The fact that three of the tests appear to be interchangeable opens the door for using one test when considering treatment with any of the three drugs in question. At present, however, this remains a research question, and more studies are needed to confirm whether labs can extrapolate results from one PD-L1 assay to another.
“The Blueprint Project results indicate that 28-8, 22C3, and SP263 perform very similarly regarding PD-L1 expression on tumor cells. They might be interchangeable in the clinical setting, but we do not have any clinical data yet to verify that. We have only analytic data,” said IASLC Chief Executive Officer Fred R. Hirsch, MD, Professor of Medicine and Pathology, University of Colorado Cancer Center, Denver, and study co-investigator.
Background and Study Details
“It is challenging for labs to offer all these biomarker assays. We have questions, such as how different are these tests from one another, and are they interchangeable as far as predictive value goes?” explained Dr. Tsao.

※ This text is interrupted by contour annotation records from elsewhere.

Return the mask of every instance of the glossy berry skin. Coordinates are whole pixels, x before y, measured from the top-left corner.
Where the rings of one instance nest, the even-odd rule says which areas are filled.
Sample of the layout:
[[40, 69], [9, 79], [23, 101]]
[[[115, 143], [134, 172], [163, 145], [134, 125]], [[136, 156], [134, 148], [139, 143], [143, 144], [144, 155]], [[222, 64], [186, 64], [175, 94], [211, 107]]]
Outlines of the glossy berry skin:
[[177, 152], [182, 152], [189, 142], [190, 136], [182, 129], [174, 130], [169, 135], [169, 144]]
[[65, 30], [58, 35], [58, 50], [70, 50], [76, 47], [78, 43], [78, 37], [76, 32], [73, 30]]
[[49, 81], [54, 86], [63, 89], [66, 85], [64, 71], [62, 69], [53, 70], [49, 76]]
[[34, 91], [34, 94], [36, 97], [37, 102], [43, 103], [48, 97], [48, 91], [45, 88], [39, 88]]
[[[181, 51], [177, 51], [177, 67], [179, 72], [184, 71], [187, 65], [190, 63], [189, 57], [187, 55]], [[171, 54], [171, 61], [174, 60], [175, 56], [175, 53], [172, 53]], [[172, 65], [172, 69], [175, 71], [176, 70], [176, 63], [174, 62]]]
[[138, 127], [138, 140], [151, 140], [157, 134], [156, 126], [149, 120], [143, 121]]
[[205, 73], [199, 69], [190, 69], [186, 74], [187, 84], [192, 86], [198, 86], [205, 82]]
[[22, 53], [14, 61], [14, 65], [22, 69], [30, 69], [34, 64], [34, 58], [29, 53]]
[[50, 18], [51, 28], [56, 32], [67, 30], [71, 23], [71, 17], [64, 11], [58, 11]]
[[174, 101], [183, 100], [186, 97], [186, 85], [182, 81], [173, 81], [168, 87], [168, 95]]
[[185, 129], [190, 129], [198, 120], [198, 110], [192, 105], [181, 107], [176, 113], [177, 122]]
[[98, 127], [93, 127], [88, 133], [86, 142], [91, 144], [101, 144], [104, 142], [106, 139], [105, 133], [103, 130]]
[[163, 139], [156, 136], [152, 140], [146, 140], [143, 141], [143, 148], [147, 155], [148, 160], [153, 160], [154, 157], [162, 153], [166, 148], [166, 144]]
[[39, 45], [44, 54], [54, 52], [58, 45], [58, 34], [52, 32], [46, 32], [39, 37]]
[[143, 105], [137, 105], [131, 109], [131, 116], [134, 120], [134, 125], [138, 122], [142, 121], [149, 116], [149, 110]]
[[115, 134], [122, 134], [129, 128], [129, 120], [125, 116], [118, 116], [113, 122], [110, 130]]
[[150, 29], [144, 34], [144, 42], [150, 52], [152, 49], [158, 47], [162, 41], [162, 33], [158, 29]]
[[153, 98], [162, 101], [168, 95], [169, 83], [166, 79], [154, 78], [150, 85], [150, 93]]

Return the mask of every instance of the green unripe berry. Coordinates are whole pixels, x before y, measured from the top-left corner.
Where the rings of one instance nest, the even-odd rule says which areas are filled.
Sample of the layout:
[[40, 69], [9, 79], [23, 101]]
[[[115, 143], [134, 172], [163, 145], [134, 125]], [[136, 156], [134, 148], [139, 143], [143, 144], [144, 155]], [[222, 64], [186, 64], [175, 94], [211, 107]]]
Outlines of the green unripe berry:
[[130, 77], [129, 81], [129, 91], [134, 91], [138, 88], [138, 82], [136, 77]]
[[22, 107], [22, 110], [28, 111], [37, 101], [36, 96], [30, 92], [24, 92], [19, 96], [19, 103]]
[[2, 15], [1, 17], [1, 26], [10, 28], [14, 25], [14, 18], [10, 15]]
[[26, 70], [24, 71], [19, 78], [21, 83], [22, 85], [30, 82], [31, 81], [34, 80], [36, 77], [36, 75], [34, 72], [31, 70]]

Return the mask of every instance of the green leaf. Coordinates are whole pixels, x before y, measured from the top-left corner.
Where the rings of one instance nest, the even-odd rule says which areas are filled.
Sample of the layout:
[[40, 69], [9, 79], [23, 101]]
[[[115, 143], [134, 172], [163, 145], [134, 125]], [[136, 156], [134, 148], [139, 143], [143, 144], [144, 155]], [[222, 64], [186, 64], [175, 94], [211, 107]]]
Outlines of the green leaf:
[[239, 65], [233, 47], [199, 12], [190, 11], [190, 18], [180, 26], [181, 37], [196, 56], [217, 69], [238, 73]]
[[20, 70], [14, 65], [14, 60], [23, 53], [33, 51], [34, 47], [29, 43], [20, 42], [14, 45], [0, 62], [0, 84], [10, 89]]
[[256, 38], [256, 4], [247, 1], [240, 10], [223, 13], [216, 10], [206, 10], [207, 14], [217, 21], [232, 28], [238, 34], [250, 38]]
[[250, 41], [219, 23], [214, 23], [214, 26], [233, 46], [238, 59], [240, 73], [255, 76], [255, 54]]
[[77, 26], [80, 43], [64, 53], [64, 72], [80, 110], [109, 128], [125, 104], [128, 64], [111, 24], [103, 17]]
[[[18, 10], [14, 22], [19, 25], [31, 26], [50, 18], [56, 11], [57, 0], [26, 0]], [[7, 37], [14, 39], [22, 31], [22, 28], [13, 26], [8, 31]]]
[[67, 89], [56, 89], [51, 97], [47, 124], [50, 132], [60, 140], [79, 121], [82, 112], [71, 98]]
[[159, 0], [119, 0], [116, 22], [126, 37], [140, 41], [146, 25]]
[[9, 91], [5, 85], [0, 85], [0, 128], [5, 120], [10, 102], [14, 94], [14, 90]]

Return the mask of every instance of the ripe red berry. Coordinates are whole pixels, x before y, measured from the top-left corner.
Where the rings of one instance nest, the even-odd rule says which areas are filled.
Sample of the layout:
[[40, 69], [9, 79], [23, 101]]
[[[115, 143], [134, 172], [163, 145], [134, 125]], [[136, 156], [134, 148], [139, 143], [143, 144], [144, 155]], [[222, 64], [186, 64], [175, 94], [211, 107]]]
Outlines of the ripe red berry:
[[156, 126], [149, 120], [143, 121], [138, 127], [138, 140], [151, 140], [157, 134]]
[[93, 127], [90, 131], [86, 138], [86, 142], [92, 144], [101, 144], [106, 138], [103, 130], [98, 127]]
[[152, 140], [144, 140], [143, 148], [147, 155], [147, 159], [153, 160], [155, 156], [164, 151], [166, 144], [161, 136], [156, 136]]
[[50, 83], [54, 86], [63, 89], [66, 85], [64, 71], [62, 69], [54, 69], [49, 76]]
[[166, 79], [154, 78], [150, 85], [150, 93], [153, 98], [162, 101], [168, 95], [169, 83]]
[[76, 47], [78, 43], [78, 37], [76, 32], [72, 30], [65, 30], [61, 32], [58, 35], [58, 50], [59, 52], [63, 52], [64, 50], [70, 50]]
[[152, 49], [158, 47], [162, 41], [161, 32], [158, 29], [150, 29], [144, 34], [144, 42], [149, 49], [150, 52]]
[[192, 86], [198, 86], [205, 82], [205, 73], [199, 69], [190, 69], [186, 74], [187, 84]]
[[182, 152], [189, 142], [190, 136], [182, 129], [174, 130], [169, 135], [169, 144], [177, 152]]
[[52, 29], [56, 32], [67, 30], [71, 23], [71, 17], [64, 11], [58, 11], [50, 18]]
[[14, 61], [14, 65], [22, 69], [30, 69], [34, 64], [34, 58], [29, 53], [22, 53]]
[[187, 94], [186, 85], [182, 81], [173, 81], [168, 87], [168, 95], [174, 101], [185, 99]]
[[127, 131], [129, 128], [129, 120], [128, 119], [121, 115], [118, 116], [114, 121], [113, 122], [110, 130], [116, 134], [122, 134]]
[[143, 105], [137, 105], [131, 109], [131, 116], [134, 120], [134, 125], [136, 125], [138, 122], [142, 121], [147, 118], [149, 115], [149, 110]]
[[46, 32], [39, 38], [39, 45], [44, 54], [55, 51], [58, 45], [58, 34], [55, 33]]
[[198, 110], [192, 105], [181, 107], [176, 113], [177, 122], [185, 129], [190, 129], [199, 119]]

The Blueprint Project is a global effort aimed at answering these questions. In Blueprint phase I, four different assays were studied: 28-8, 22C3, SP263, and SP142.2 Three of these assays—28-8, 22C3, SP263—were found to be comparable with high levels of concordance for assessment of PD-L1 staining on tumor cells, whereas SP142 was an outlier, or “unique,” as Dr. Tsao said. The phase I findings were based on studies of paraffin blocks of 39 resected NSCLC tumor samples interpreted by three pathologists.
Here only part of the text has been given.